Hace tiempo llegó a mis manos un relato supuestamente verídico que hoy quiero compartir con mis amables lectores (siempre he pensado que es más generoso el lector con el autor que a la inversa). Una anciana vivió en propia carne lo sucedido y lo contó a través de un periódico. Lamentablemente no puedo citar la fuente. El relato dice así:
Una señora mayor (en adelante, una vieja) se encuentra en un autoservicio. Va a la barra, pide un tazón de caldo, lo paga, lo deposita en una bandeja y se dirige a su mesa. Se sienta pero, cuando se dispone a tomar el caldo, se da cuenta de que no ha pedido pan. Se levanta, pide un bollo de pan, lo paga y regresa hacia su mesa. Pero, ¡sorpresa!, un hombre color (en adelante un negro), se encuentra tranquilamente tomándose su caldo. La viaje se dice: “no me dejaré robar”. Dicho y hecho, se sienta al lado del negro, parte apresuradamente el pan en pedazos, los miga dentro del tazón y se pone a comer lo que queda de caldo en su tazón. Seguidamente el negro se levanta y, segundos después, vuelve a la mesa con un abundante planto de espaguetis y dos tenedores.

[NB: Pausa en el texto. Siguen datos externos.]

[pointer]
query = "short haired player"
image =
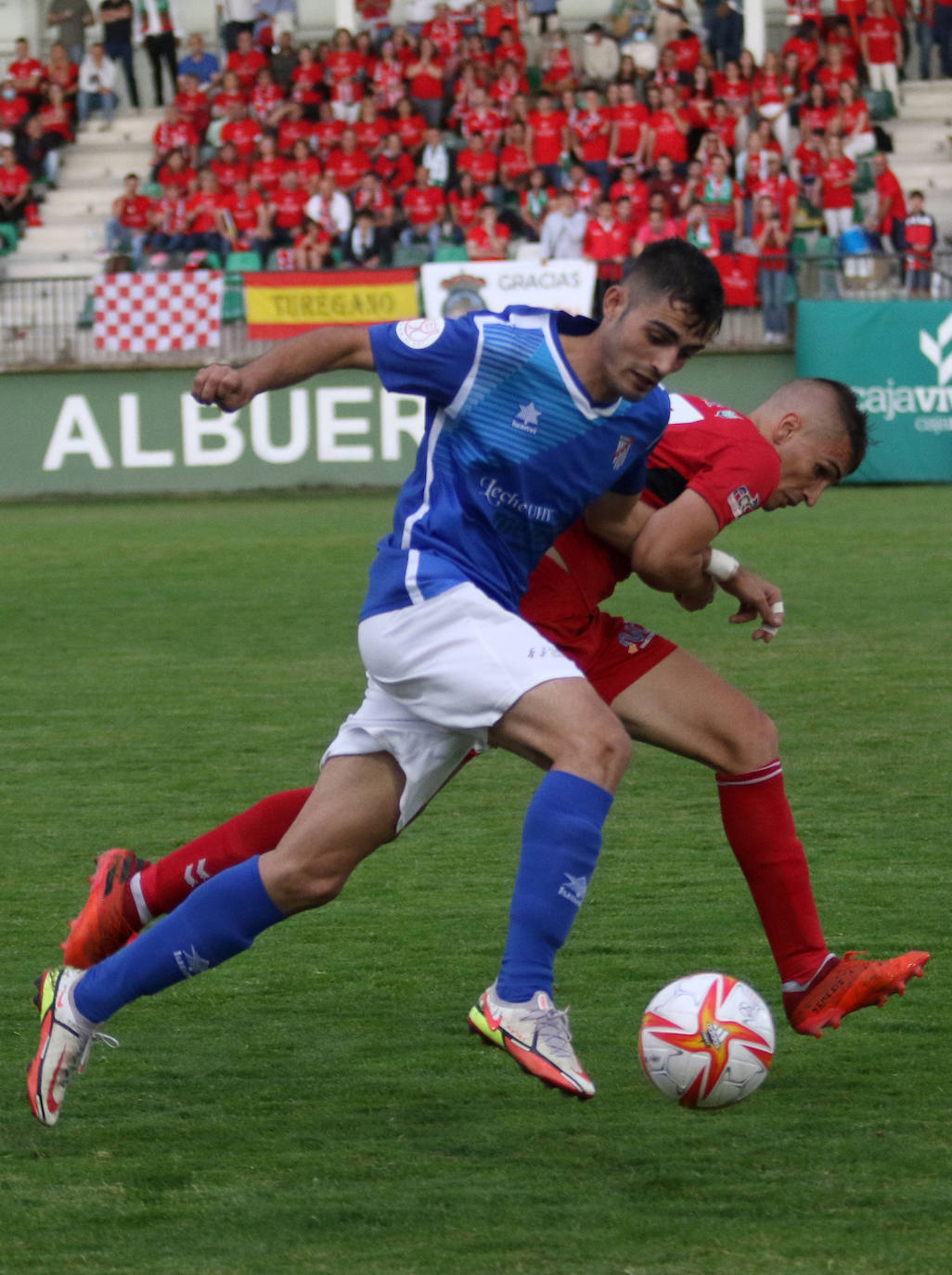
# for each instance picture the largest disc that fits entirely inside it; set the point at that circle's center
(712, 467)
(529, 417)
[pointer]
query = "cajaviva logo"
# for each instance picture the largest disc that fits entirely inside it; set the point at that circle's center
(928, 405)
(933, 350)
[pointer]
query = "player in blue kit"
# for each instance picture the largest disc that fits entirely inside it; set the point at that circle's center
(531, 417)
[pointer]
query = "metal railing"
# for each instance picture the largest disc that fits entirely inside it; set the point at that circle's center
(50, 321)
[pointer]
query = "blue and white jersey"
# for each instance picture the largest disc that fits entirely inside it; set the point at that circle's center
(514, 450)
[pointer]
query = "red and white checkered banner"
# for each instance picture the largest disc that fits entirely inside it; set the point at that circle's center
(152, 314)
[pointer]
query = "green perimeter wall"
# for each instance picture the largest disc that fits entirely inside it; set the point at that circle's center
(116, 432)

- Señora, le invito a compartir este plato, dice el negro.
La vieja, sorprendida, se lo agradece y comienza a comer los espaguetis, alternándose con el negro, hasta que se acaban. Inmediatamente, el negro se levanta, se despide de la vieja y emprende camino hacia la puerta del local. La vieja, sin salir de su asombro, lo sigue con la mirada. Pero justo cuando el negro va a traspasar la puerta ella se da cuenta de que su bolso ha desaparecido. Piensa que la invitación ha sido una eficaz estrategia de distracción que ha dado lugar a una ingenua confianza. Pero, cuando se levanta para gritar “¡al ladrón!”, se da cuenta de que dos mesas más allá hay un tazón de caldo. Se acerca y comprueba que está lleno y que ya está frío. Es su tazón de caldo. Al lado de la mesa hay una silla con su bolso colgado. Se había equivocado de mesa cuando volvió de comprar el pan.